CARE 64

Desapego

Eu e minha irmã Selminha estávamos apreensivos naquela ala do hospital. Nossa mãe Giancarla estava prestes a terminar sua encarnação. O corpo, bastante envelhecido, clamava pelo descanso. Nossa mãe, italiana, teve uma vida de muitas atribulações. Ficara viúva muito cedo e tudo fez para nos criar com dignidade. Bendita mãe Giancarla! O médico já havia nos avisado do fim próximo. Mas, qual filho entende isso? Para eles as mães deviam ser eternas. Não sei se é um tanto de egoísmo ou mesmo amor filial. Naquela tarde em especial, havia recebido uma condecoração no meu trabalho e ainda assim, nada fluía como bênçãos. Selminha recebera a notícia de ter atingido mais um patamar na sua carreira profissional. Tudo seriam bênçãos e glórias, contudo…

Às vinte e uma horas, o médico aproximou-se de nós. Estávamos assentados em poltronas confortáveis numa sala de espera daquele hospital. Ele não precisou dizer nada. Seu olhar foi o suficiente. Abraçamo-nos, eu e Selminha e o médico tentou nos confortar dizendo palavras que flutuaram e se foram. Nossa Giancarla também flutuava e se ia para algum lugar. Selminha chorava muito e eu continha as lágrimas. Havia muito a fazer; nossa mãe merecia um final digno junto a amigos e familiares. Então demos conta de tudo e na tarde do dia seguinte retornamos para casa sem ela. O que foi muito difícil. Entramos na angústia do luto.

Do outro lado da vida, a mãe de nossa mãe a recebia comovida. Giancarla, meio adormecida, olhava tudo e dava conta de que já não mais pertencia ao mundo dos encarnados. Minha avó dizia-lhe que havia preparado um bom local para sua recuperação pós-encarnação.

Os dias se passaram. Não tínhamos coragem de tocar em nada que pertenceu a ela e, no fundo do coração, chorávamos pela sua ausência. Uma noite sonhamos com ela. Estava mudada, mais jovem e sorridente. Contudo, uma nesga de tristeza pairava em suas faces róseas. Queríamos correr para abraçá-la, mas fomos impedidos por alguma força estranha. Ela nos olhava e sorria e nada falava. Mas a tristeza continuava e, quanto mais nos olhava, mais nos transmitia aquele sentimento. O sonho continuou e agora estávamos numa sala parecida com a do hospital e um senhor muito sábio e de porte seguro nos disse que nossa mãe precisava de paz.
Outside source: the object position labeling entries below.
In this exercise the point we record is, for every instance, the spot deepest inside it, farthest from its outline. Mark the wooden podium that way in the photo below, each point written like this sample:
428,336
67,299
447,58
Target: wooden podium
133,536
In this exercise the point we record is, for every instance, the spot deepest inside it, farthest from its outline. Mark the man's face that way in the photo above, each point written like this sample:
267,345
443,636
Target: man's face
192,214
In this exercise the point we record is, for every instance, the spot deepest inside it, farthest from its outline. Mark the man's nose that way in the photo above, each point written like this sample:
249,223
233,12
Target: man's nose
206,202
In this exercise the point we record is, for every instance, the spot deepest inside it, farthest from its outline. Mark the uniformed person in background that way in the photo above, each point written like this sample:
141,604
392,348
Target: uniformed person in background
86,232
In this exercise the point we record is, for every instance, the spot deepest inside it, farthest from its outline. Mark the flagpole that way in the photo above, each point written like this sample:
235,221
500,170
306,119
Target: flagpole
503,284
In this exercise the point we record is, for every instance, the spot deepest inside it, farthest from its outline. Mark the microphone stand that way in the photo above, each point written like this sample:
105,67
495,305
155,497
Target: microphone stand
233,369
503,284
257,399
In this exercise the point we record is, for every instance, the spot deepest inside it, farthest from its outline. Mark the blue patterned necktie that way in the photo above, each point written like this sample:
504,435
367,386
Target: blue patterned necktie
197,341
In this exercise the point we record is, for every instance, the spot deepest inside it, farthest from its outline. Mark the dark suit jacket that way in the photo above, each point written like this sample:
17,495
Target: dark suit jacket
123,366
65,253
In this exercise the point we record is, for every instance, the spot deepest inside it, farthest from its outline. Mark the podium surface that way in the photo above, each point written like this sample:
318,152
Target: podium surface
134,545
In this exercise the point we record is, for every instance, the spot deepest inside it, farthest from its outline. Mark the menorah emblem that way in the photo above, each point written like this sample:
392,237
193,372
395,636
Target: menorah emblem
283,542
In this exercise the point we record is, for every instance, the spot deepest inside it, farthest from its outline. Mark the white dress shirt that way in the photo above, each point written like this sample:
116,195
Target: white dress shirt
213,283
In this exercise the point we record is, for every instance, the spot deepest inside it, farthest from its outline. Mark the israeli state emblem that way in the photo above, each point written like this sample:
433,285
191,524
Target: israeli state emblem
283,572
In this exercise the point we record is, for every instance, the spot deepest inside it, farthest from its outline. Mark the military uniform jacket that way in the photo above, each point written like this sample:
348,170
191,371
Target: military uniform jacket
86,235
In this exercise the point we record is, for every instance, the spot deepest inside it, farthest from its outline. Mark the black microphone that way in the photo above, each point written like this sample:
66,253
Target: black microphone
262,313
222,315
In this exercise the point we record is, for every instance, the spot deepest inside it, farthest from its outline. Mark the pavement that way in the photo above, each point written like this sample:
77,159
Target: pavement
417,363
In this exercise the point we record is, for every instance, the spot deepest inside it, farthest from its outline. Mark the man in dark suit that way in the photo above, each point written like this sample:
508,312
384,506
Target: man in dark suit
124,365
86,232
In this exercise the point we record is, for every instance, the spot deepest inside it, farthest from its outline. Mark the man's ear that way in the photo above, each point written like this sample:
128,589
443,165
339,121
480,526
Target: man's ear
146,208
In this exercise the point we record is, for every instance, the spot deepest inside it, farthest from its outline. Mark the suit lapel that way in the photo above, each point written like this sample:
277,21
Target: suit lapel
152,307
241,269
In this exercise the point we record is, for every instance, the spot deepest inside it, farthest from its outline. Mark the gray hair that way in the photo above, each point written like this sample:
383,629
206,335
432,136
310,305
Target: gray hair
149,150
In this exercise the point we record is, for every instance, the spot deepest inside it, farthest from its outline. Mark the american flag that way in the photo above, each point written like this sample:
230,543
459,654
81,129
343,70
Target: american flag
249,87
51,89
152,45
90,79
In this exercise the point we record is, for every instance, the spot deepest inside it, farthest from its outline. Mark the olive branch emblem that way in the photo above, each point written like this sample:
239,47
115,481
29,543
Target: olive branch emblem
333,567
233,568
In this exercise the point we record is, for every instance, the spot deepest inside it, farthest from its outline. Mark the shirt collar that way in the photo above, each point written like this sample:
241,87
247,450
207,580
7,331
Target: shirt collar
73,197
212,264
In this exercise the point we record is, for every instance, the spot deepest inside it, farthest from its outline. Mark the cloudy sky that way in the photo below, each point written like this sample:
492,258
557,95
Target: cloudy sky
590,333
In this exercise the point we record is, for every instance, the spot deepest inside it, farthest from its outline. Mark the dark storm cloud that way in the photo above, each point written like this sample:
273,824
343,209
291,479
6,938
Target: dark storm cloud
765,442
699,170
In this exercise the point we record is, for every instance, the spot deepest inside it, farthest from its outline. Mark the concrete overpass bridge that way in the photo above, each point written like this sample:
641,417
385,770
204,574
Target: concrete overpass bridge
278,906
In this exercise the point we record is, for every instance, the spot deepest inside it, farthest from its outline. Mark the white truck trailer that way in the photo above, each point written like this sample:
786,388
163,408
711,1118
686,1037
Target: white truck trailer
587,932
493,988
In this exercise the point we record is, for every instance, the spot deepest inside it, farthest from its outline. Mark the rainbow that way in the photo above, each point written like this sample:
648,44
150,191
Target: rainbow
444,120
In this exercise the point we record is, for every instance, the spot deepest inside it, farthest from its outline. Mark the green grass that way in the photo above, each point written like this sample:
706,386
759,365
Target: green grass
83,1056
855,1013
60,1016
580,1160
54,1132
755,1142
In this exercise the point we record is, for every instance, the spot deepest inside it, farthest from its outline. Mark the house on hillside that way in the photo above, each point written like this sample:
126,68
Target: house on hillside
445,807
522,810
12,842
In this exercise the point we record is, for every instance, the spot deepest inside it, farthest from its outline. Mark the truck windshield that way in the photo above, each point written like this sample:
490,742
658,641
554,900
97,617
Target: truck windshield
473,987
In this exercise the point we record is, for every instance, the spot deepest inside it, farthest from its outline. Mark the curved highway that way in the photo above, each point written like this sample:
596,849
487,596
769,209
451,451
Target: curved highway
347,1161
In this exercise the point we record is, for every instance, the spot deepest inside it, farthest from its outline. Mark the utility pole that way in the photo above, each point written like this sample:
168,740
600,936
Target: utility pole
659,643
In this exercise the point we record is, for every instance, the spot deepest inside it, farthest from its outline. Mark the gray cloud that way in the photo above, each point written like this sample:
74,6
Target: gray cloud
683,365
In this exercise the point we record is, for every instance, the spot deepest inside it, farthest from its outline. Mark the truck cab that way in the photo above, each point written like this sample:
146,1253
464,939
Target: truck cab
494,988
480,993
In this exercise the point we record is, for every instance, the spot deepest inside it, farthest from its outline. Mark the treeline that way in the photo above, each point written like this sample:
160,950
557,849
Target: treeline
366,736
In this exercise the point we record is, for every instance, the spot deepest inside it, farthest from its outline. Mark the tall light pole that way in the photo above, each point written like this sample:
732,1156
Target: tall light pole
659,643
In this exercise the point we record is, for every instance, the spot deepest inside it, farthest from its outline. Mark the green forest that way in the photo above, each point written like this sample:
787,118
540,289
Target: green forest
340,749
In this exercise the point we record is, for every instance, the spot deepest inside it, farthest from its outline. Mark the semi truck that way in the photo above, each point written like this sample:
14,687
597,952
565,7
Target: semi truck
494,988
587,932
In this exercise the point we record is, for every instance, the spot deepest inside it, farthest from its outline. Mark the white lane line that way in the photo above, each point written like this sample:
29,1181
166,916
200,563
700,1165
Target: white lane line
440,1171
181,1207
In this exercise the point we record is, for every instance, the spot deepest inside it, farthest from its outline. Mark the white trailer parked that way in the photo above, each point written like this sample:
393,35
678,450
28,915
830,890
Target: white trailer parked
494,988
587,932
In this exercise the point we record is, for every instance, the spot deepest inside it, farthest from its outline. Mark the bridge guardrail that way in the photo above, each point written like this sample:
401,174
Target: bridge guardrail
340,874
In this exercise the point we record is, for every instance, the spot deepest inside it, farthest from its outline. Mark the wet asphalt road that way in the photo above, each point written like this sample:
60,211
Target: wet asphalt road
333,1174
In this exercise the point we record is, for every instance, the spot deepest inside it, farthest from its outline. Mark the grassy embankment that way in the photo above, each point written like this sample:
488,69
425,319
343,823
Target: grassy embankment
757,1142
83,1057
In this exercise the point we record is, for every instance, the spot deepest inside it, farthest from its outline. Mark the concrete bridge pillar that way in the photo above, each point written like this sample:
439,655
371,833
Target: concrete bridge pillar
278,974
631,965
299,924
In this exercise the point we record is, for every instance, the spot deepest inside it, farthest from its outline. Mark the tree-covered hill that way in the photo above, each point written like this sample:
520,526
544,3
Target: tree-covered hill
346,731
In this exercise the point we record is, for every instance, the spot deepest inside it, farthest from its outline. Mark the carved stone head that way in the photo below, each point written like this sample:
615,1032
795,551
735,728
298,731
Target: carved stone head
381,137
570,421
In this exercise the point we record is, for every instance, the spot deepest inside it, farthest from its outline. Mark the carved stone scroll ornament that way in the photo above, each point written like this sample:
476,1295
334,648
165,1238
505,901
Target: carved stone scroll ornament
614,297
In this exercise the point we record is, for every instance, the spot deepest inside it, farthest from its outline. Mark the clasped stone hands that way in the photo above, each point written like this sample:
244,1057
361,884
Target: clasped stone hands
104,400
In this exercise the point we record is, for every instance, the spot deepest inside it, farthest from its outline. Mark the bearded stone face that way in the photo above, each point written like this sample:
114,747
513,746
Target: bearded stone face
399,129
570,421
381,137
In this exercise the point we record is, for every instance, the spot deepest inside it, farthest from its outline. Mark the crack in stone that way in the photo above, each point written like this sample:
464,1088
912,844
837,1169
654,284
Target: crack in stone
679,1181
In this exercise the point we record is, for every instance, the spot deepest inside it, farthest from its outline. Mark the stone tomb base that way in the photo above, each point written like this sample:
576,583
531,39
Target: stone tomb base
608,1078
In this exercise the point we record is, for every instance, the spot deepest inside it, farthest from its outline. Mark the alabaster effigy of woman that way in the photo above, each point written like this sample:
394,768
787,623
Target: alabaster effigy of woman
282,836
Entendemos, então, o quanto a estávamos prejudicando com nosso luto interminável. Ela havia cumprido sua parte e retornava com os louros da vitória e nós, filhos egoístas, não a queríamos libertar. Foi aí que vi o quanto de prejuízo estávamos causando a ela.

Acordamos no dia seguinte e distribuímos para instituições aquelas roupas, sandálias, bolsas e tudo mais que pertencera a ela. Era um recomeço para nós e para Giancarla.

Há que se pensar nessas despedidas necessárias, sem os apegos que perturbam. O mundo espiritual está repleto de Espíritos cujas famílias não os libertam, e eles sofrem com isso, porque querem avançar, mas os choros, rogos e lágrimas os retém num lugar de tristezas e saudades. Pensem nisso. Libertem seus entes queridos. Eles merecem e vocês também.